[Ocfs2-devel] What's the need of OCFS2_INODE_MAYBE_ORPHANED?

Thu Jan 9 09:04:00 PST 2014

On 01/09/2014 08:34 AM, Goldwyn Rodrigues wrote:
> On 01/09/2014 10:06 AM, Srinivas Eeda wrote:
>> On 01/09/2014 07:44 AM, Goldwyn Rodrigues wrote:
>>> Hi Srini,
>>>
>>> Thanks for the reply.
>>>
>>> On 01/08/2014 11:30 PM, Srinivas Eeda wrote:
>>>>>>> >From the comments in fs/ocfs2/inode.h:90 it seems, this was 
>>>>>>> used in
>>>>>>> legacy ocfs2 systems when a node received unlink votes. Since 
>>>>>>> unlink
>>>>>>> votes has been done away with and replaced with open locks, is this
>>>>>>> flag still required? If yes, why?
>>>>>> My understanding is that unlink voting protocol was heavy. So the
>>>>>> following was done to address it.
>>>>>>
>>>>>> To do an unlink, dentry has to be removed. In order to do that the
>>>>>> node
>>>>>> has to get EX lock on the dentry which means all other nodes have to
>>>>>> downconvert. In general EX lock on dentry is acquired only in
>>>>>> unlink and
>>>>>> I assume rename case. So all nodes which down convert the lock mark
>>>>>> their inode OCFS2_INODE_MAYBE_ORPHANED. The only problem with 
>>>>>> this is
>>>>>> that dentry on a node can get purged because of memory pressure 
>>>>>> which
>>>>>> marks inode as OCFS2_INODE_MAYBE_ORPHANED even when no unlink was 
>>>>>> done
>>>>>> on this inode.
>>>>>>
>>>>>
>>>>> I think you are getting confused between dentry_lock (dentry_lockres)
>>>>> and open lock (ip_open_lockres). AFAICS, dentry locks are used to
>>>>> control the remote dentries.
>>>> I was trying to answer why we need OCFS2_INODE_MAYBE_ORPHANED flag, I
>>>> guess I wasn't clear. I'll make an other attempt :).
>>>>
>>>> One way for node A to tell node B that an unlink had happened on 
>>>> node A
>>>> is by sending an explicit message(something similar to what we had in
>>>> old release). When node B received such communication it marked inode
>>>> with OCFS2_INODE_MAYBE_ORPHANED flag if it still had the inode in use.
>>>>
>>>> The other way(current implementation) is to indirectly tell it by 
>>>> asking
>>>> node B to purge dentry lockres. Once node B has been informed that
>>>> dentry lock has to be released, it assumes inode might have been
>>>> unlinked somewhere and marks the inode with OCFS2_INODE_MAYBE_ORPHANED
>>>> flag.
>>>>
>>>> So, we need OCFS2_INODE_MAYBE_ORPHANED flag to tell node B that it
>>>> should finish the second phase of unlink(remove the inode from file
>>>> system) when it closes the file.
>>>
>>> Okay, but  why should node B do the cleanup/wipe when node A initiated
>>> the unlink()? Shouldn't it be done by node A? All node B should do is
>>> to write the inode and clear it from the cache. The sequence is
>>> synchronized by dentry_lock. Right?
>> removing dentry is only the first part. An inode can still be open after
>> that.
>
> Yes, I did not consider that.
> How about using open locks ro_holders count to identify this? That may 
> just work. Thanks!
One problem I see in using open lock for this is it could be late. 
Consider the scenario where node A removes the dentry and then the node 
crashes before trying the try_open_lock. Node B does the file close 
later but it doesn't know that the file was unlinked and doesn't do the 
clean up.

To me it appears OCFS2_INODE_MAYBE_ORPHANED is necessary. Any delay it 
is causing must be addressed differently.

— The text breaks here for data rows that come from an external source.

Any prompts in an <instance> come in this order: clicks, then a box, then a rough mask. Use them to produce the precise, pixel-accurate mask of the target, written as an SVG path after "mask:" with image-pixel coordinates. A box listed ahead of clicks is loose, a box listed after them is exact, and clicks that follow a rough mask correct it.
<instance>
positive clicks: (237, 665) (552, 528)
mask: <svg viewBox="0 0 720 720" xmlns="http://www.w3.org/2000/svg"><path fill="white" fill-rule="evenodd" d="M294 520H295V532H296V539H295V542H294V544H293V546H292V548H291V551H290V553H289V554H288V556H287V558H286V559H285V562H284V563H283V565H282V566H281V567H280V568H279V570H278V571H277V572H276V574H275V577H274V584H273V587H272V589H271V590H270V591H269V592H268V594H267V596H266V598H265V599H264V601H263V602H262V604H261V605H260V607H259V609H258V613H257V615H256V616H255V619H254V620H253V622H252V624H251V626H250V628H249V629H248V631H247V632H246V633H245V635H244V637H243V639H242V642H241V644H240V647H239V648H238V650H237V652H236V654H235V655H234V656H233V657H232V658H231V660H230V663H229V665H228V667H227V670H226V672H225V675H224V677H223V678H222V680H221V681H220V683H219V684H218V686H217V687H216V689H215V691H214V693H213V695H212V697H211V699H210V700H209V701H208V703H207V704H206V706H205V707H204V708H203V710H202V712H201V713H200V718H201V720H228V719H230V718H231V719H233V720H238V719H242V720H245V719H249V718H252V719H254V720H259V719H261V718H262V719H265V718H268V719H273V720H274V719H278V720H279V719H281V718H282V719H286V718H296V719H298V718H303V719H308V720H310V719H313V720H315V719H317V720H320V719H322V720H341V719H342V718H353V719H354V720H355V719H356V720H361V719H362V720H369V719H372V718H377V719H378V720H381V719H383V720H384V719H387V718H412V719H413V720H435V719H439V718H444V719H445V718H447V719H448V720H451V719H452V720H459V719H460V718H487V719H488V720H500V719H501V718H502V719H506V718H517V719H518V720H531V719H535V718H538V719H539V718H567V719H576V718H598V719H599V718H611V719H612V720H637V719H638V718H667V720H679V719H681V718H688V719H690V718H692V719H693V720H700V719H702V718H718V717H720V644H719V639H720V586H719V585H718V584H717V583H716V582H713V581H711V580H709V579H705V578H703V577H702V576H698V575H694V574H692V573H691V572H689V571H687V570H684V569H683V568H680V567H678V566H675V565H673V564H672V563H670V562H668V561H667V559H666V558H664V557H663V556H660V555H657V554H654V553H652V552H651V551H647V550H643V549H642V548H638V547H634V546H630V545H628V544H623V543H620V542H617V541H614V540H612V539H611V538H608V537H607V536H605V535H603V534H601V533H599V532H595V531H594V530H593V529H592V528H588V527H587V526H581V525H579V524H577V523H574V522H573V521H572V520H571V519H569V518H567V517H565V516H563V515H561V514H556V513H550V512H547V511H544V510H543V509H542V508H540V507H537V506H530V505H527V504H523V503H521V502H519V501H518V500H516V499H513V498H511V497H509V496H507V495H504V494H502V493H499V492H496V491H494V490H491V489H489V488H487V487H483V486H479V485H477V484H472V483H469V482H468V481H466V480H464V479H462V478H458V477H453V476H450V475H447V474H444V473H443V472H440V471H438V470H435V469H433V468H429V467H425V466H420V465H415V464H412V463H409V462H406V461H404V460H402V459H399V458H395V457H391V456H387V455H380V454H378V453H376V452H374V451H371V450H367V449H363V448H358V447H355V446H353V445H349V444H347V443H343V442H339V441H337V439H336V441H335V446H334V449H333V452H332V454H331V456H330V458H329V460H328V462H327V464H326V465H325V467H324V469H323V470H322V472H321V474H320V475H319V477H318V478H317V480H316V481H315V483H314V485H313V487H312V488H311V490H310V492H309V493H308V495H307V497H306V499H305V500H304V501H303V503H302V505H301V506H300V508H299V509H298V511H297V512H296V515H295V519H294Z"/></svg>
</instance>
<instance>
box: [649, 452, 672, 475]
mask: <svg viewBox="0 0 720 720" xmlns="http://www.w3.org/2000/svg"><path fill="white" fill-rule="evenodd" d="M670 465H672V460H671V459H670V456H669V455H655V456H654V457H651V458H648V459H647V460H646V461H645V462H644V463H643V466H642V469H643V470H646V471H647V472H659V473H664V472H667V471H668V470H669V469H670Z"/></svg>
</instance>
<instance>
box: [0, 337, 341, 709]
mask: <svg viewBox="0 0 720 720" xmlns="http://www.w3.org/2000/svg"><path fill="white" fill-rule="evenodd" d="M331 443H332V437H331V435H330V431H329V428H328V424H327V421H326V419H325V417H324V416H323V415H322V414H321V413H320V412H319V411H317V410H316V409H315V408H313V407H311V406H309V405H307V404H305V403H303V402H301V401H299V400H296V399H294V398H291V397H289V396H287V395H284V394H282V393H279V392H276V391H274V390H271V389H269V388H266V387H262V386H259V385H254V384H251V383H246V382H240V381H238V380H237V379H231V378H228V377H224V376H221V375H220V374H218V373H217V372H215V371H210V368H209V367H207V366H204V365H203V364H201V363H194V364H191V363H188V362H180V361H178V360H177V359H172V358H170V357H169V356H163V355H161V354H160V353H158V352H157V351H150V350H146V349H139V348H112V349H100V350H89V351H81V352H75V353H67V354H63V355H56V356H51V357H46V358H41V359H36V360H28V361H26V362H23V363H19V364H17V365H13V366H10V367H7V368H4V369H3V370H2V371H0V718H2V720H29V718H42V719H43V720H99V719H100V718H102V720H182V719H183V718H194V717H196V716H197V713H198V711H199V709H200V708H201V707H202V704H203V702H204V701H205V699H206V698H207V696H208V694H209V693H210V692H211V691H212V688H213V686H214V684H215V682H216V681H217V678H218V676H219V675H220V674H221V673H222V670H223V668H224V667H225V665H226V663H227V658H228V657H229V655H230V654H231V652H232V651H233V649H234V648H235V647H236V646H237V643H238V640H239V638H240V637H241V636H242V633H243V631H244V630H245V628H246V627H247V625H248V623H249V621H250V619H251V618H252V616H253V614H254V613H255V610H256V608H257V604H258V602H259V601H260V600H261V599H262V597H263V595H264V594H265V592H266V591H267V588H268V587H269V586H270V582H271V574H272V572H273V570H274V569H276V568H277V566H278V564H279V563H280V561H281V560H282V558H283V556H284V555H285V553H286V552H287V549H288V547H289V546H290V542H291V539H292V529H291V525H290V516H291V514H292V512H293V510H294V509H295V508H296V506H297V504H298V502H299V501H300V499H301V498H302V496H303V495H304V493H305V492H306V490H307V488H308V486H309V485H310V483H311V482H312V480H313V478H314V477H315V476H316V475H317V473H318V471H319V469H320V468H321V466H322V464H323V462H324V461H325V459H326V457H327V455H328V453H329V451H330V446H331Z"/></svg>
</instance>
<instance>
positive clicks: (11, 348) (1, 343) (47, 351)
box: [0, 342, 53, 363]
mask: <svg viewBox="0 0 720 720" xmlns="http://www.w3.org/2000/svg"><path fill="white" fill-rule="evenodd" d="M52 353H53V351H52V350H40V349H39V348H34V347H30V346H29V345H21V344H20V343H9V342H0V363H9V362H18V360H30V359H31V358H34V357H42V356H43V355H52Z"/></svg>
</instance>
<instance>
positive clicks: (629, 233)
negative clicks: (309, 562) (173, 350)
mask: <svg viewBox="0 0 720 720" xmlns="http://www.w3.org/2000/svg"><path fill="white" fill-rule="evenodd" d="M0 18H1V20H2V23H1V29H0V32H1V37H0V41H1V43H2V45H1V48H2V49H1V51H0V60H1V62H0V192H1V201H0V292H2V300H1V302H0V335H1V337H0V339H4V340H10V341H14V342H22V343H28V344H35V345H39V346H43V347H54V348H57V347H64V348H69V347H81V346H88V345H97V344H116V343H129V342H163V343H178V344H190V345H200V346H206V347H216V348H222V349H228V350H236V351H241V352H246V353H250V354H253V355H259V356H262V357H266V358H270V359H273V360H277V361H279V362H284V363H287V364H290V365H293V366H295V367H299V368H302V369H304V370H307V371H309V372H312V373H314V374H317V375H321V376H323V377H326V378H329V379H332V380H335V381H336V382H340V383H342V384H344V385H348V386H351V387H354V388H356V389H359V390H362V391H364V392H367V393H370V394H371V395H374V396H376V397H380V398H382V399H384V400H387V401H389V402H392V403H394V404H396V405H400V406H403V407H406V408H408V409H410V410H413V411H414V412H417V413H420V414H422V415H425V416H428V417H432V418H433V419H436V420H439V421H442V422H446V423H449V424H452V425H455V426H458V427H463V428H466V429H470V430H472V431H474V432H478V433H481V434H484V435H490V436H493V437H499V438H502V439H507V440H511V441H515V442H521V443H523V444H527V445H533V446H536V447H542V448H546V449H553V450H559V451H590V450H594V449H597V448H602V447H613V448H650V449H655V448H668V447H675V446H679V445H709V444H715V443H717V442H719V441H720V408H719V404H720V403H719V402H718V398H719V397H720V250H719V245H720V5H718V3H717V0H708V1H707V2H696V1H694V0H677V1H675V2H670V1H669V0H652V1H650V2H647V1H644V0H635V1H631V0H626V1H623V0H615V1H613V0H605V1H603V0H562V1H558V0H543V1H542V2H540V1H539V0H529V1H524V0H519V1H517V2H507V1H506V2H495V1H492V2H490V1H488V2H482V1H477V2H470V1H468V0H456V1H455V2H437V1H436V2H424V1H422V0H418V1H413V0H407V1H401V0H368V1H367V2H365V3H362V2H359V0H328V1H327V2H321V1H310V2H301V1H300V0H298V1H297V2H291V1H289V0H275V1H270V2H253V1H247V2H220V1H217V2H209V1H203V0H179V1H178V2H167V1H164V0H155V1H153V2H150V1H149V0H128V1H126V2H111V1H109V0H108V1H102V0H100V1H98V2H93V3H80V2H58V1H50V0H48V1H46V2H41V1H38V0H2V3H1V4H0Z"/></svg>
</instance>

Removing those 3 patches I pointed should help in synchronously deleting 
the file. But I am not sure if it would speed up the process.

>
>>
>>>
>>> We are performing ocfs2_inode_lock() anyways which is re-reading the
>>> inode from disk (for node A)
>> node B should do the cleanup in this case because it is the last node to
>> close the file. Node A, will do the first phase of unlink(remove dentry)
>> and node B will do the second phase of unlink(remove the inode).
>>
>
> Agree. Lets see if we can use open locks for this.
>
> Thanks!
>